There was still an unnecessary loss of life in the community. The gunman killed five people, including a parent taking her child to school, before sheriff’s deputies shot him to death. A 6-year-old student inside the school was injured by a bullet that penetrated a classroom wall. As for the children and staff trapped in the school, many will be traumatized, casting a shadow over their sense of safety and security for years to come.

Each time these massacres have occurred we have weighed in on the need for our political leaders to do more. While EdSource typically does not take positions on issues, we have also noted the daily incidents of deaths of young people in our cities due to gun violence that are barely noticed, but inflict permanent damage on survivors and friends, in addition to the incalculable loss of another young person before they have even reached adulthood. Some have occurred directly outside our offices in downtown Oakland.

How many people outside of Stockton recall the 1989 massacre at Cleveland Elementary School there when five children were killed in the school’s playground?  How many even remember the shooting in a San Bernardino school just six months ago when a teacher and an 8-year- old student in her classroom were killed?

The shrine in downtown Oakland at the spot where 17-year-old Regina Jefferies was caught in a crossfire of bullets in June last year have long disappeared. But her killers have never been caught. The pain for her family and friends endures.

An EdSource survey this fall showed that the number one priority for parents — and Californians in general — when it comes to schools is providing a “safe and positive” school environment, far outranking getting high scores on standardized tests.

Any sense of safety that children and their parents in Rancho Tehama might have felt before yesterday has been shattered. What will it take to restore it?

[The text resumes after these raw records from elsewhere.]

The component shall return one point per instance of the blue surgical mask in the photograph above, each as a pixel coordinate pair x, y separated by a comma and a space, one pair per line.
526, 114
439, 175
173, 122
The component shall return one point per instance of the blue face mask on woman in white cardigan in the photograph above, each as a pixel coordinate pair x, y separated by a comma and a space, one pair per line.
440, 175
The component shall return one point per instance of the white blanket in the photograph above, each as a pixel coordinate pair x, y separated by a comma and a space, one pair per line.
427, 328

California has thankfully done more than any other state. In fact, it leads the nation in this regard. Among numerous actions, it has banned most assault rifles, limits the number of handguns a person can purchase to one per month, imposes a 10-day waiting period before the sale or transfer of a firearm, and requires all sales to be processed through a licensed gun dealer, which requires a background check. Just last year, voters approved Prop. 63, the “Safety for All Initiative” prohibiting the sale of large-capacity ammunition magazines, among other measures. 

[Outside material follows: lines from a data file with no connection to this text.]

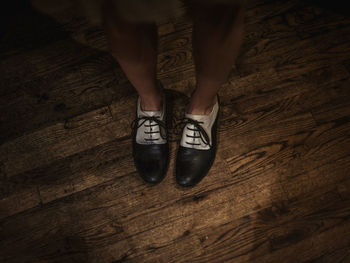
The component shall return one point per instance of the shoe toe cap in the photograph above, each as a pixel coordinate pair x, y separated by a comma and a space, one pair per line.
192, 166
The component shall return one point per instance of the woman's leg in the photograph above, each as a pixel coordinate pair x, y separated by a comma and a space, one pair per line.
217, 37
134, 46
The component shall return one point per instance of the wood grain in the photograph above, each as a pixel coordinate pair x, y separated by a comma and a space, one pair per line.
279, 189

As a result, California is the only state to get an A rating from the Giffords Law Center to Prevent Gun Violence. It also gets the the highest rating of any state from the Brady Center to Prevent Gun Violence.

But state lawmakers must continue to explore other ways protect children and schools. Lethal weapons are still too readily available to people who should not have them in the first place.

What is also clear is that a national response is needed, in addition to whatever California does.

“No single law, no set of laws can eliminate evil from the world or prevent every senseless act of violence in our society, but that can’t be an excuse for inaction,” then-President Barack Obama said after the Sandy Hook killings in Newtown, Conn., in 2012. “Surely we can do better than this.”

If anything, as a nation we have since then drifted even further away from taking on gun violence as a national emergency.

Clearly more must be done to tackle mental illness and domestic violence, which are common threads in many of these killings. But that cannot be used as an excuse to do nothing to regulate assault-style weapons. The arsenal of weapons in the possession of the shooter who killed 58 people at a music festival in Las Vegas a month ago proved that point.

School shootings are thankfully rare. But we must not forget Rancho Tehama, a community that few Californians have heard of, let alone visited. It reminds us that as a state and nation we must do much more to protect our children.